Harvey Sollberger is one of the finest new music conductors in America, and he brings a good deal more guts and warmth to his interpretations than Boulez does. Sollberger's recent association with SONOR bodes well for this ensemble's future, as does his willingness to program musical upstarts like John Adams.
Igor Stravinsky's Symphony in Three Movements completed the program. Its often explosive nature is the sort of music Sollberger always did so well when he was at IU and headed the New Music Ensemble. It was done well Wednesday.
Under Sollberger's exacting guidance, the ferocious and harrowing performance by a CCP sextet was spellbinding enough to compensate for the piece's rather cliche-ridden first half.
It is difficult to seamlessly dovetail such an angular melody from one instrument to the next, requiring precise intonation and dynamic control of the highest order. Under the direction of conductor Harvey Sollberger, the ensembles admirably pulled off this tour de force. SONOR's rendition of Penthode was the first performance this writer has encountered, both live and on CD, that has accurately translated Carter's intentions.

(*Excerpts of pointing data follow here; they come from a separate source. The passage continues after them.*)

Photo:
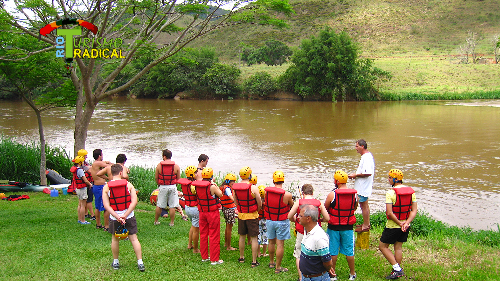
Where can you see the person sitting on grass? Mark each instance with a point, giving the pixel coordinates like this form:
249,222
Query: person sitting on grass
119,199
401,209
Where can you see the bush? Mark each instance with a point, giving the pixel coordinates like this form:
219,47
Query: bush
220,79
260,84
329,66
21,162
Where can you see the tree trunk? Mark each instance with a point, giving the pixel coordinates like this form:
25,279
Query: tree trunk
43,157
82,125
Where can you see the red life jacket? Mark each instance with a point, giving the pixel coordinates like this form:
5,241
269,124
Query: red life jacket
206,201
275,209
314,202
167,175
189,197
403,204
119,195
225,201
246,202
342,209
261,211
88,175
78,183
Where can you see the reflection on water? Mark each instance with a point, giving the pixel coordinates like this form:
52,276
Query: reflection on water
448,151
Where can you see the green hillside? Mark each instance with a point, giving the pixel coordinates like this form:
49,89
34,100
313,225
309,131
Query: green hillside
417,41
383,28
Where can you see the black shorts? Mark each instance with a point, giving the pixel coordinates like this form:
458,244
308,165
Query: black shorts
250,227
393,235
130,225
90,194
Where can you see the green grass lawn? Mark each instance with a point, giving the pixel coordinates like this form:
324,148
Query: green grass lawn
41,240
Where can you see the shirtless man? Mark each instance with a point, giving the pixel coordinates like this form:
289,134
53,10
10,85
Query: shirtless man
99,183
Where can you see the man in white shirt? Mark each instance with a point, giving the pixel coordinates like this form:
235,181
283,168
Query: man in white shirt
364,181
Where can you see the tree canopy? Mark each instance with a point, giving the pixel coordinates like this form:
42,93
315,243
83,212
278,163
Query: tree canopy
128,30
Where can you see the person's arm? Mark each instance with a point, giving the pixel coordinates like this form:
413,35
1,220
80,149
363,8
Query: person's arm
157,173
133,201
412,215
214,189
104,172
107,206
324,213
293,211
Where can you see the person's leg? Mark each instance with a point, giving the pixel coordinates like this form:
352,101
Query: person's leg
157,213
384,248
171,213
350,262
365,210
398,252
214,236
272,250
255,248
280,251
136,245
106,219
227,237
196,237
203,236
241,245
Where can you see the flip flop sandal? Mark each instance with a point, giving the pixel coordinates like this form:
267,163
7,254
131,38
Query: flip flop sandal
282,269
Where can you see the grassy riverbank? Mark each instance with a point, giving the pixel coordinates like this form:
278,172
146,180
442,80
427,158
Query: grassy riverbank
42,241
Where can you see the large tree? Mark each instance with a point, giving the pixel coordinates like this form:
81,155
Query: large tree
159,27
38,80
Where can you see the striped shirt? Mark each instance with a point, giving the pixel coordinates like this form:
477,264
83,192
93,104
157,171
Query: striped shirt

As John Fonville expertly alternated on piccolo, alto and bass flute, and Harvey Sollberger led the eleven musicians with energetic determination, the performance (of David Felder's Inner Sky) employed computer-processed flute sounds.

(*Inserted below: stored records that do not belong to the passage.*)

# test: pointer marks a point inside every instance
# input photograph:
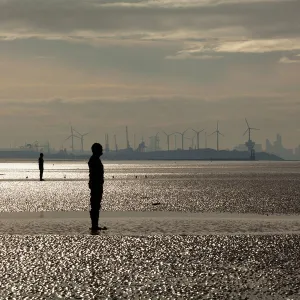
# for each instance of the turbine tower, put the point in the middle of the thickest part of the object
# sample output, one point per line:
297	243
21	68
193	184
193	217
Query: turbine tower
197	133
116	145
182	138
218	133
127	139
72	138
81	138
250	144
168	138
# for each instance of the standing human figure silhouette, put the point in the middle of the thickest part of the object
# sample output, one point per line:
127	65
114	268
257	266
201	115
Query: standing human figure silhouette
41	166
96	181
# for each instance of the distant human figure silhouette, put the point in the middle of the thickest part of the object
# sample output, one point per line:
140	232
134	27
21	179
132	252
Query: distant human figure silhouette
41	166
96	181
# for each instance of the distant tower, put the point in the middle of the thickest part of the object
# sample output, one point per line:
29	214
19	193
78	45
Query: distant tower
106	143
116	145
127	139
218	133
250	144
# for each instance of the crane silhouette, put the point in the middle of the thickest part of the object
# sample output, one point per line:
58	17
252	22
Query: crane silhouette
218	133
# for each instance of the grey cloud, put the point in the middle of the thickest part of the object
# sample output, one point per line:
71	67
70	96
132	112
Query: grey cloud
149	114
93	18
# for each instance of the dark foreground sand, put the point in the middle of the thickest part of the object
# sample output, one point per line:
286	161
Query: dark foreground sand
150	255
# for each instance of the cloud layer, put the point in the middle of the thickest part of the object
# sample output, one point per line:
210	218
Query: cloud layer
149	64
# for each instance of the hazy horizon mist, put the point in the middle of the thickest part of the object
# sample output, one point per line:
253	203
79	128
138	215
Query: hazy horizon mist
151	65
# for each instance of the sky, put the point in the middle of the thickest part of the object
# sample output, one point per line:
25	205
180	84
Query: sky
152	65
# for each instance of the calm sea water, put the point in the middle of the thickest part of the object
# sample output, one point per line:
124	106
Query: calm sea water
48	266
243	187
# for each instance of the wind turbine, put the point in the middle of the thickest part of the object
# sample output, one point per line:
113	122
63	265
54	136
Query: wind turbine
250	144
249	130
168	138
81	138
218	133
182	137
197	133
72	138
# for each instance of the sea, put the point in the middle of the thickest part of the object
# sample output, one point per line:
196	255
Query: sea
176	230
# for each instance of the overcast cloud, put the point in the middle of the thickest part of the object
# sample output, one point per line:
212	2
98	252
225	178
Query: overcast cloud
148	64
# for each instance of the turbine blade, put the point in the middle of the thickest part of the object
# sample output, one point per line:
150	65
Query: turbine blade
247	123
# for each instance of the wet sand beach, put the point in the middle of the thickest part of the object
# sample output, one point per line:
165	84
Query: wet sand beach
218	233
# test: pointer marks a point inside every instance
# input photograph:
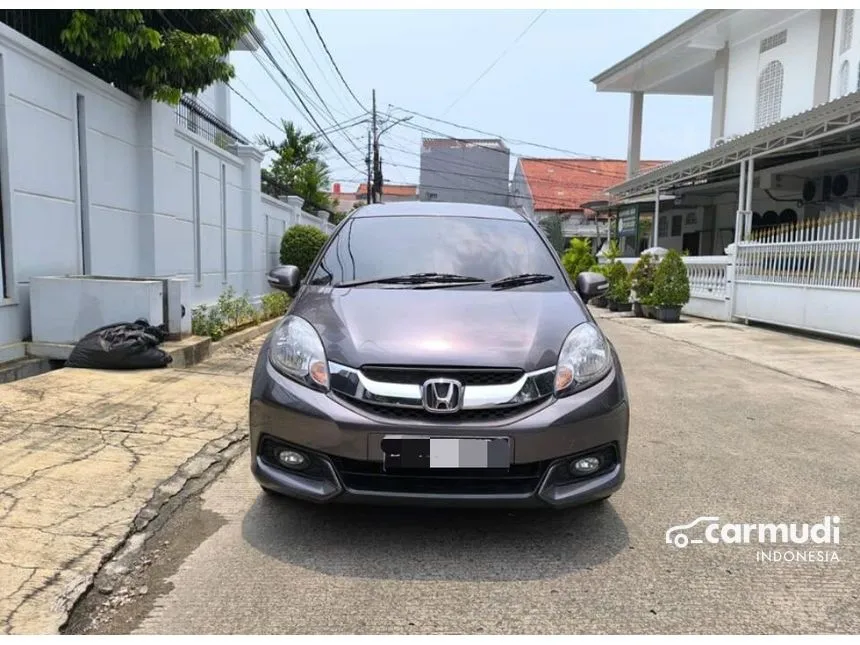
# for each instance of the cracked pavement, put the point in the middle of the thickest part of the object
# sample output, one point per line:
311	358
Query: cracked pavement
87	456
730	433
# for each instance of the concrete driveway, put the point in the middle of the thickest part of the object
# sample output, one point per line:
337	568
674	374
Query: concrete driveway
711	435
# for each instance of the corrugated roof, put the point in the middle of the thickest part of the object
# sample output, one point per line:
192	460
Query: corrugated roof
566	184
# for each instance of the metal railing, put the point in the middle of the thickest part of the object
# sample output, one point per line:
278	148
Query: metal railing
818	253
192	116
708	275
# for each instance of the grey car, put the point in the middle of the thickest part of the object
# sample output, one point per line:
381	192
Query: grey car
438	354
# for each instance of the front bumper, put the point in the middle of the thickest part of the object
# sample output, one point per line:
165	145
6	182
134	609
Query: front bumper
344	446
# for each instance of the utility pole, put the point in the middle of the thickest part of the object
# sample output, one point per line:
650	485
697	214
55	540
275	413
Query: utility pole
377	169
367	160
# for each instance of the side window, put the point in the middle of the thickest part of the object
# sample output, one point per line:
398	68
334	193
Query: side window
769	96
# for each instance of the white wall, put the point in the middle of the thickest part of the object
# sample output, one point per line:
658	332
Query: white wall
851	56
798	56
137	204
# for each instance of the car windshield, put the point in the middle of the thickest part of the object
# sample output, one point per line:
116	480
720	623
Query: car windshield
370	248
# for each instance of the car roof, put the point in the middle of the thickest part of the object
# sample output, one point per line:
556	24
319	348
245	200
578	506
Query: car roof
440	209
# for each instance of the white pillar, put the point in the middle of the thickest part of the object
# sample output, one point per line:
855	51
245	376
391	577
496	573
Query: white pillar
741	198
748	205
656	223
253	222
634	134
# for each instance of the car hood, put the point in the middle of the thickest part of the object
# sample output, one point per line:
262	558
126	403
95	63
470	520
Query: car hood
441	327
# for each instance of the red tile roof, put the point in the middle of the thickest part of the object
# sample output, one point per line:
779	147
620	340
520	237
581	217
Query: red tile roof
395	190
566	184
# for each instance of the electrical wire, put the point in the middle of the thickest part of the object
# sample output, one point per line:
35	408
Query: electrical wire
334	64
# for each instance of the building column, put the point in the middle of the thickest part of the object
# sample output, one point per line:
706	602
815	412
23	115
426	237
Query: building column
157	172
634	134
824	58
253	224
718	107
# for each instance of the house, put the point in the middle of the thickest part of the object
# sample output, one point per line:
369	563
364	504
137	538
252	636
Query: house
392	193
475	171
563	187
107	193
770	208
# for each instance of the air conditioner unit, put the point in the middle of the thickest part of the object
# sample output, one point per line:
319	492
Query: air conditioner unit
724	139
841	186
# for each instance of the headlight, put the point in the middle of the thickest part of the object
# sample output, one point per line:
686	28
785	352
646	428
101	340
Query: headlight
297	351
584	359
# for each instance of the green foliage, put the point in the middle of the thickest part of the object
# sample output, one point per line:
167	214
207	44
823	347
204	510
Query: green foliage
642	277
229	313
298	168
300	246
275	304
552	227
613	251
619	281
156	54
671	284
578	257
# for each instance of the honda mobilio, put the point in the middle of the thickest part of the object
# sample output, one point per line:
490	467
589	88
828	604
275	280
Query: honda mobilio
438	354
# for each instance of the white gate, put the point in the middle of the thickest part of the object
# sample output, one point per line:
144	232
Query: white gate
804	276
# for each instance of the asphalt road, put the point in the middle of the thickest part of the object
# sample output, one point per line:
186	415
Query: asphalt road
710	435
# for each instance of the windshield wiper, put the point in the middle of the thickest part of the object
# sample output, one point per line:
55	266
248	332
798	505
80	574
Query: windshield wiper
414	278
521	280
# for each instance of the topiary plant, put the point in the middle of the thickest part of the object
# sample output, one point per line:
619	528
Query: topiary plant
619	282
671	284
642	277
300	246
578	257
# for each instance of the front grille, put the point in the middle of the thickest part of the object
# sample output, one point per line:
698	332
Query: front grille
486	415
519	479
417	375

The SIRIUS concert, conducted by Harvey Sollberger, was not a dog, instead a bright star, in an engaging series of performances fired by a dynamic reading of Schoenberg's great Pierrot Lunaire on February 21, at Hertz Hall on the campus of the University of California at Berkeley.
HUMAN TOUCH WARMS MECHANIZED MUSIC. That these pieces (transcriptions of Conlon Nancarrow's Studies for Player Piano numbers 5, 6, 12, 16 and 18) can be played by living musicians is a revelation, prompting a John Henry-like exultation over human capabilities. Sollberger conducted tautly but with feeling, and the 19 members of the ensemble, joining in various combinations, acquitted themselves splendidly. . . . It's been awhile since a new music program offered such thorough rewards.
The orchestra (the La Jolla Symphony and Chorus) has a new music director this year, Harvey Sollberger, who is best known as a flutist with sensational technique, but who is also a sure conductor. It fills an important need in the community, willing to undertake interesting challenges, unlike the newly-reconstituted, mainstream-bound San Diego Symphony.